A crise hídrica brasileira e seus impactos na geração de energia

Enviada em 25/09/2021

Durante o Período Colonial, a extração do pau-brasil, que parecia ser um grande investimento para as grandes navegações, hoje é vista como um dos maiores massacres da biodiversidade brasileira por conta da aniquilação de grande parte da Mata Atlântica original. Voltando-se ao contexto atual, a relação desequilibrada entre os recursos hídricos e o funcionamento da sociedade se destaca e é considerado uma das principais discussões da contemporaneidade. Nesse sentido, a utilização de recursos sem monitoramento e preparação são duas causas da problemática da água no Brasil. ]

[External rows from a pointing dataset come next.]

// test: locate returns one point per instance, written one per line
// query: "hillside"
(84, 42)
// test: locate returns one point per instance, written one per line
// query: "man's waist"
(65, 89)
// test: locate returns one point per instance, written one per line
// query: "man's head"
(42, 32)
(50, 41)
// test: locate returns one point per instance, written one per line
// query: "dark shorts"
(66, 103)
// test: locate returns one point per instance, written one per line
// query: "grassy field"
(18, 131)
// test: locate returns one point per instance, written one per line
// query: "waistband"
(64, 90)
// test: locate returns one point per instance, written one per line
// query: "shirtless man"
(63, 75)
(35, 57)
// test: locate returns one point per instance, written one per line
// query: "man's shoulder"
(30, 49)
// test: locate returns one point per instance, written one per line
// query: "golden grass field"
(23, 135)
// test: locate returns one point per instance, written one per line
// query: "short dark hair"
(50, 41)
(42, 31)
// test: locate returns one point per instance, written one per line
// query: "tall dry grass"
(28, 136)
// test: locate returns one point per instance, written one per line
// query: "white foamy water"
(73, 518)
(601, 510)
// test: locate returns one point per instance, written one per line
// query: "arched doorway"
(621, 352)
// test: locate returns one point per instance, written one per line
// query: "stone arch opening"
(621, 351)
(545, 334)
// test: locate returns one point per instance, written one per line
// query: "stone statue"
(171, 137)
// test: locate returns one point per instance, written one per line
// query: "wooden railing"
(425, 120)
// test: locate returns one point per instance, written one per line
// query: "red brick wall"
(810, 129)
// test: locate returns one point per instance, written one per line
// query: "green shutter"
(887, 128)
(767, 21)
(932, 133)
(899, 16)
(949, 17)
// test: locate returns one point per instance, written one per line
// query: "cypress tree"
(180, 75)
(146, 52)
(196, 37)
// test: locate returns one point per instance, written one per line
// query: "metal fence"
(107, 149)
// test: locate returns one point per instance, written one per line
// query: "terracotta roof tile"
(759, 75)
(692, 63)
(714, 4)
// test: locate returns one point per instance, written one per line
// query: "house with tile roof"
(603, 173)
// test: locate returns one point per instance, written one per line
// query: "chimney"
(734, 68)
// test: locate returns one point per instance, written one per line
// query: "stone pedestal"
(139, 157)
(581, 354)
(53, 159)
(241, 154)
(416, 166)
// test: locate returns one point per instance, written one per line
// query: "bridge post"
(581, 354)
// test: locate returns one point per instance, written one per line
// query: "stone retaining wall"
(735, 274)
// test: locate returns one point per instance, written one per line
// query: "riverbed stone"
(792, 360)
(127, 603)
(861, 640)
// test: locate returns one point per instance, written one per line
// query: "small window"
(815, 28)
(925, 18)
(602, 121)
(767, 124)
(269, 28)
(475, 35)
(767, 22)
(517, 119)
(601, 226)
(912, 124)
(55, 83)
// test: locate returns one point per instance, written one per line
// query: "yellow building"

Em primeira análise, a falta de monitoramento diante de crises vigentes é considerada comum na relação entre a natureza e a sociedade brasileira, tendo os desastre de Mariana e Brumadinho como erros que ficarão gravados na memória dos cidadãos por muitas décadas, uma vez que foram previstos, mas não foram evitados. Por conseguinte, percebe-se a continuidade da negligência em relação ao patrimônio hídrico do país, na qual pesquisas são ignoradas e a cobrança governamental no cumprimento de leis é maleável, agravando a situação da fauna e flora nacional, o que reflete nas bacias hidrográficas. Consequentemente, de maneira análoga à situação vivenciada pela região do Mar de Aral, que utilizava a agricultura familiar irrigada e a pesca para salvar muitas famílias da miséria, hoje, como toda atividade humana não supervisionada, sofre impactos marcantes da seca, da morte dos peixes e da miséria de todos que ali moravam.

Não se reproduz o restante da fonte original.